Aug
14
2009

Doctoring the Truth?

In talking about American healthcare reform, I’m tilting at a rather irrelevant windmill – I’m not American and I don’t live in the United States. But I have friends there, and I’m disgusted by the way certain opposition groups have been representing Obama’s proposed reform package, however ill-conceived it might be.

I’ve also spent seven and a half years working as a supplier to the healthcare industry in countries around the world – including the US, the UK, France, Germany, Spain and Canada. This doesn’t make me an expert, but I’d like to think I know some of the basics about healthcare delivery models. So…  I’m going to dive in anyway.

First of all – Campaigns currently running in the US describing the failings of the British NHS are misleading and not helpful to informed debate.

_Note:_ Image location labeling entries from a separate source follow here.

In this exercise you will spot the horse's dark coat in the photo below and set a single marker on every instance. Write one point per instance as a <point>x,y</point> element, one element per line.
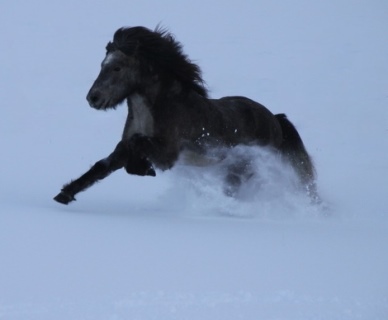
<point>169,113</point>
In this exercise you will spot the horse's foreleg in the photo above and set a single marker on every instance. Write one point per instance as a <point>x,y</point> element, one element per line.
<point>100,170</point>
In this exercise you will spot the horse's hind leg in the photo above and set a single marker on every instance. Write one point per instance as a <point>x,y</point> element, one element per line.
<point>237,174</point>
<point>100,170</point>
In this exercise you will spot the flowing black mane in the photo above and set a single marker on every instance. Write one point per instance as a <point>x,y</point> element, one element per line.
<point>160,49</point>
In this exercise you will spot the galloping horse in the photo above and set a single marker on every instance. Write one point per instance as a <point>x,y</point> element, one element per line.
<point>170,114</point>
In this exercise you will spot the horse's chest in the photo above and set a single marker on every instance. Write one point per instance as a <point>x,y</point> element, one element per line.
<point>140,119</point>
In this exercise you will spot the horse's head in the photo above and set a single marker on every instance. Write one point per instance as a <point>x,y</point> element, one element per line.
<point>117,79</point>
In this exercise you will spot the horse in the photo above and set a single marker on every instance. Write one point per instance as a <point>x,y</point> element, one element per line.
<point>171,115</point>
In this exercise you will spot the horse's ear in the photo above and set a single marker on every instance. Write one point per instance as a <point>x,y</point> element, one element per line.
<point>110,47</point>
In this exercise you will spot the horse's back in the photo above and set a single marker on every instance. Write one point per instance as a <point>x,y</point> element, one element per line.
<point>251,120</point>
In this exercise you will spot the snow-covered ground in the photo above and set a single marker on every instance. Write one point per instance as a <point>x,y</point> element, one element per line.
<point>173,247</point>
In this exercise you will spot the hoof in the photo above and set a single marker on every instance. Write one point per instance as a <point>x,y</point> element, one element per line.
<point>64,198</point>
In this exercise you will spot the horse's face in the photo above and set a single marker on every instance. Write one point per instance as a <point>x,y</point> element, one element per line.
<point>117,80</point>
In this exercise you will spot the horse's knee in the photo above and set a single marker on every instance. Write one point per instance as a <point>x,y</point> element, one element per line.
<point>140,167</point>
<point>232,184</point>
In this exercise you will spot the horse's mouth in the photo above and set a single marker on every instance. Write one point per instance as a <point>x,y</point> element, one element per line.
<point>103,105</point>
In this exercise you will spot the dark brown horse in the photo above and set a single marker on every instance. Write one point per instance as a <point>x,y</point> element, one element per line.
<point>170,114</point>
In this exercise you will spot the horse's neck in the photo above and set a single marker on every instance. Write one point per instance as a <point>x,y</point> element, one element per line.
<point>140,119</point>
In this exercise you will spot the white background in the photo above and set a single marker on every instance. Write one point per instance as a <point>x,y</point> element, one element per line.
<point>173,247</point>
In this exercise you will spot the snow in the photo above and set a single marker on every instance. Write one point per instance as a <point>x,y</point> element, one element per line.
<point>174,247</point>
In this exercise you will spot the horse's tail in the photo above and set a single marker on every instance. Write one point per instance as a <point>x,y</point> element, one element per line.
<point>293,149</point>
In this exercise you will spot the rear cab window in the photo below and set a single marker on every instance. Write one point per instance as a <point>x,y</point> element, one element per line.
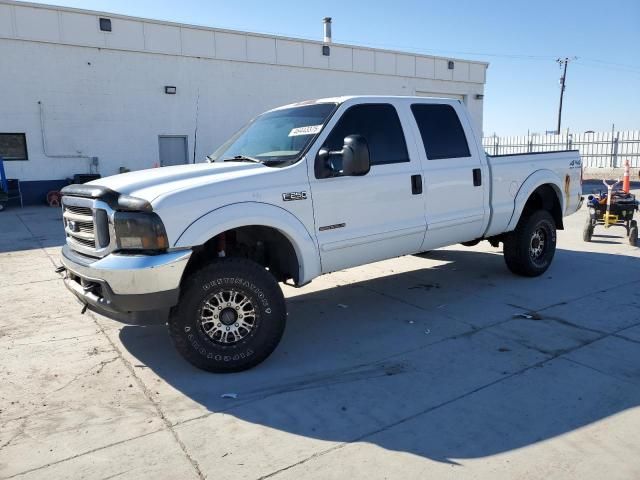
<point>441,131</point>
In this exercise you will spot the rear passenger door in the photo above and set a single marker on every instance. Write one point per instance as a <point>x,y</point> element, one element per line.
<point>454,175</point>
<point>361,219</point>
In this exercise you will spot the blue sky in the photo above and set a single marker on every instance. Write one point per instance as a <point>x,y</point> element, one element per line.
<point>521,40</point>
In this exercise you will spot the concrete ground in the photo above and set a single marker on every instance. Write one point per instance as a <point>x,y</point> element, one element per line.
<point>434,366</point>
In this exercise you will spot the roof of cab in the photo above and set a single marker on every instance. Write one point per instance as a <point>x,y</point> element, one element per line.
<point>344,98</point>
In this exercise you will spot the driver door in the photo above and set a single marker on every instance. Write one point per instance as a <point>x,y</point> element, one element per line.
<point>362,219</point>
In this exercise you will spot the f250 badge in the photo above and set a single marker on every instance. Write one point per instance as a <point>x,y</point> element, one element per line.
<point>290,196</point>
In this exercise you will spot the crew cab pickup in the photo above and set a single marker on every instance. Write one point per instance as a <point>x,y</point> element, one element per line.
<point>303,190</point>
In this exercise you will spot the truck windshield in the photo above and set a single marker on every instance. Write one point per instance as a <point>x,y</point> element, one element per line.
<point>276,136</point>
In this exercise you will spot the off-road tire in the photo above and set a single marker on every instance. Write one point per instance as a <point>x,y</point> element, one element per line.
<point>519,244</point>
<point>587,232</point>
<point>228,275</point>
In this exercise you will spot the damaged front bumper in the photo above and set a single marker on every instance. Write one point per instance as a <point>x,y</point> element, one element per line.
<point>125,283</point>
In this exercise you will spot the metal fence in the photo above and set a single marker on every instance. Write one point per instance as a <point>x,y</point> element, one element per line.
<point>597,149</point>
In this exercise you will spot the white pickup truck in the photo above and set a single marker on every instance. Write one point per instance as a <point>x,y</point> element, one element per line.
<point>300,191</point>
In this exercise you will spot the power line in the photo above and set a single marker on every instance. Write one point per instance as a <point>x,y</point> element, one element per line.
<point>563,62</point>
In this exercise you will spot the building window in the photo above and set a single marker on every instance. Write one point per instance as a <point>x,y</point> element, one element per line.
<point>105,24</point>
<point>379,125</point>
<point>13,146</point>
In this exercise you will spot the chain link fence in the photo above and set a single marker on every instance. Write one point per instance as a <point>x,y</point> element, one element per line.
<point>597,149</point>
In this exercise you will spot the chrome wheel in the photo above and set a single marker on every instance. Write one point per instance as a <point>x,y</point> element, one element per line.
<point>536,248</point>
<point>227,317</point>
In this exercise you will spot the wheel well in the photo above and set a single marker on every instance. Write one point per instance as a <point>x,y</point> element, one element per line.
<point>266,246</point>
<point>544,198</point>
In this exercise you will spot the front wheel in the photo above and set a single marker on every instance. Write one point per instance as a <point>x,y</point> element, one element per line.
<point>529,249</point>
<point>230,317</point>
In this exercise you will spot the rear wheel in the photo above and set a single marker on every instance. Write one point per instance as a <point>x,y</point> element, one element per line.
<point>230,317</point>
<point>529,249</point>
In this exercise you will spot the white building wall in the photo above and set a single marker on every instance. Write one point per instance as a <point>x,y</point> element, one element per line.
<point>102,94</point>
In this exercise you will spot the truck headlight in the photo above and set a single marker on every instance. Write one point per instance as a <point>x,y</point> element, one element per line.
<point>139,231</point>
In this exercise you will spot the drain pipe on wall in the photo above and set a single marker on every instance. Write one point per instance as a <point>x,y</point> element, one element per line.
<point>93,160</point>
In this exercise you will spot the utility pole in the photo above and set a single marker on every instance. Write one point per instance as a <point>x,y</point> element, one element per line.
<point>563,62</point>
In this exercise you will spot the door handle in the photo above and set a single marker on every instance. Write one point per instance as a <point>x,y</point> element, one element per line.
<point>477,177</point>
<point>416,184</point>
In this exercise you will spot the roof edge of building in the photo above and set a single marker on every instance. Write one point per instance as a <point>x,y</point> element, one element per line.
<point>226,30</point>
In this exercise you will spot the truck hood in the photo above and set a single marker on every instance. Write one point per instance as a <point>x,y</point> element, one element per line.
<point>152,183</point>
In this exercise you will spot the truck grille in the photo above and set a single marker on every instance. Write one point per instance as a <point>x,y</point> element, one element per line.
<point>86,227</point>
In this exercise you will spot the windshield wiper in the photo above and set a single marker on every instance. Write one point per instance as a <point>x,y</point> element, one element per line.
<point>242,158</point>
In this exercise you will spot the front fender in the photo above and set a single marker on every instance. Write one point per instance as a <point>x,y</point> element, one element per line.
<point>533,181</point>
<point>259,214</point>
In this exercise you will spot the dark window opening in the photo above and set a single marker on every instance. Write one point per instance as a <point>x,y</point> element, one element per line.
<point>13,146</point>
<point>379,125</point>
<point>441,131</point>
<point>105,24</point>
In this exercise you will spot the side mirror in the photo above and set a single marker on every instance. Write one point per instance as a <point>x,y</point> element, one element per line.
<point>355,156</point>
<point>352,160</point>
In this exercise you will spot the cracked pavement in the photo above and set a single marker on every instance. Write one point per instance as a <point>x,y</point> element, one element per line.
<point>440,365</point>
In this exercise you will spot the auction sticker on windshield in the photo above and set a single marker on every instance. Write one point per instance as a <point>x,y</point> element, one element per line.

Obama is not currently proposing an NHS-style single-payer plan, even though Obama has voiced personal preference for it in the past.

The overly complex bill before Congress is introducing the concept of a publicly-funded option available to all, alongside existing provision. While some are saying that this is a slippery slope to universal single-payer, I can’t see this happening given the immense vested interests who’ll ensure any such future law would be defeated.

Secondly – no health care plan is perfect. Yes, there are waiting lists in Beveridge-style health systems (eg. in the NHS and New Zealand). And yes there is “rationing” too – in the UK, decisions on treatment guidelines occur through NICE, generally considered one of the most rigorous branches of government, which makes decisions based on clinical evidence.

But in the current American system rationing occurs through a different, crueler mechanism – by denying care to those who can’t pay, while over-treating those who can. In the richest country on Earth, 18% of the adult population are uninsured. Scenes of people queuing overnight for charity-provided healthcare should’ve brought policy makers to their senses a lot earlier.

Thirdly – complaints that government-provided care is bureaucratic and inefficient are ill-founded. On average, Medicare (which is, by the way, a socialised healthcare system), costs substantially less (2-16%) to administer than private insurance (up to 25% according to some studies). With healthcare consuming upwards of 15% of US GDP, this means that around 4% of US GDP is accounted for simply in administering private insurance programmes.

Fourthly – socialised medicine doesn’t necessarily restrict patient choice.  The people most concerned about choice are those who are rich enough to go outside the public system anyway. In NZ and the UK, people can choose to pay for private insurance and “go private” for elective surgery if they wish.

In France, often cited as the best healthcare system in the world, healthcare is largely paid for by your national insurance contributions, with a small co-payment by the patient at the point of care. Most French people buy additional insurance to cover this co-payment. For me, this additional cover costs 24EUR (34USD) a month – not an excessive burden for peace of mind.

So some kind of reform in America is necessary. I wish it would be either single-payer (like in the UK or Spain) or a non-profit multi-payer system (like in Germany).  But it’s most likely to come in the form of a public insurance option available to all (take a deep breath guys, it’s not creeping socialism. Insurers, HMOs and pharmaceutical companies will still make enormous profits).

I hope Obama’s bill, with all its weaknesses, passes in a workable format. But mostly I wish that the healthcare debate in America was centred around rational facts rather than cynical scare-mongering.

Hey, we’re just actors. Don’t ask us about healthcare reform.

Written by Richard in: Current Affairs,Europe,USA,france |

2 Comments »

  • klari says:

    Then you’ll probably enjoy this blog post :
    http://surgeonsblog.blogspot.com/2009/08/bureaucrats.html

    and certainly the whole blog (an actual gem) as well as the book this blogger wrote.
    Enjoy.

    Somehow, I only realised in my early twenties what a privilege it was to benefit from the french “sécu”. It was disturbing to realise that in some countries, the us in particular, this kind of policy is considered a blasphemous waste of money.

  • Richard says:

    Thanks for the link klari! Yes I agree that coming from a country (New Zealand) where socially funded healthcare was a right for every citizen, mutually funded by every citizen, I still find it difficult to get my head around the idea that healthcare in a developed country might not be available to me when I need it. The American system is bizarre, costly, ineffective and unjust, and yet some people seem to think it’s patriotic to preserve it.